The sound of voices shouting in the void beyond the man filtered through the receiver. He figured it wouldn’t be long. He carried the phone to the kitchenet and opened the half-sized refrigerator. Fate smiled. He found a tallboy among the condiments and spoiled milk. It stood next to a juice box, the straw of which extended like a tiny hand toward the taller can.

“No, Doc,” he said cracking the beer. “I took them to the diner down the street for breakfast. Spent my last ten bucks on an apple pie from the case. Gave it to the kid and we left him in the park with a spork.”

“You’re lying…”

“We left him and came back to the apartment. She went in the bathroom, was there for a long time. I think she was getting fixed. When she opened the door, I shot her in the neck, just once. She stumbled back in the bathroom, looking at the hole in her neck, oozing blood. The way she stood there staring, I thought she was going to cover it in makeup. Finally, she picked her phone off the toilet and started tapping away at it. She must have got through to someone. 911? I couldn’t tell. She fell mumbling into the shower curtain, took it down around her into the tub.”

“What about the boy? Tell the truth, did you hurt him?”

“He’s in the park, you can’t miss him,” he said. “Jean jacket, Spider-Man pajamas, and a red beany hat.”

“You get that?”Then, into the phone, “I hope you’re telling the truth.

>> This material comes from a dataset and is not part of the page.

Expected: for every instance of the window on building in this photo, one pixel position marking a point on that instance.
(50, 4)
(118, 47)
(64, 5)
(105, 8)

You don’t want this to get any worse.”

He slid down against a yellow wall outside the bathroom door, the pistol in his hand. He could hear the man’s breathing like static wind among the tiny shouting voices of the void.

“We got em!” one of them said and the shouting intensified. “Go! Go! Go!” they were shouting.

“Goodbye, Doc,” he said.

“Wait…”

Sunny Jim set the receiver on its hook, put the barrel in his mouth and aimed for the stars.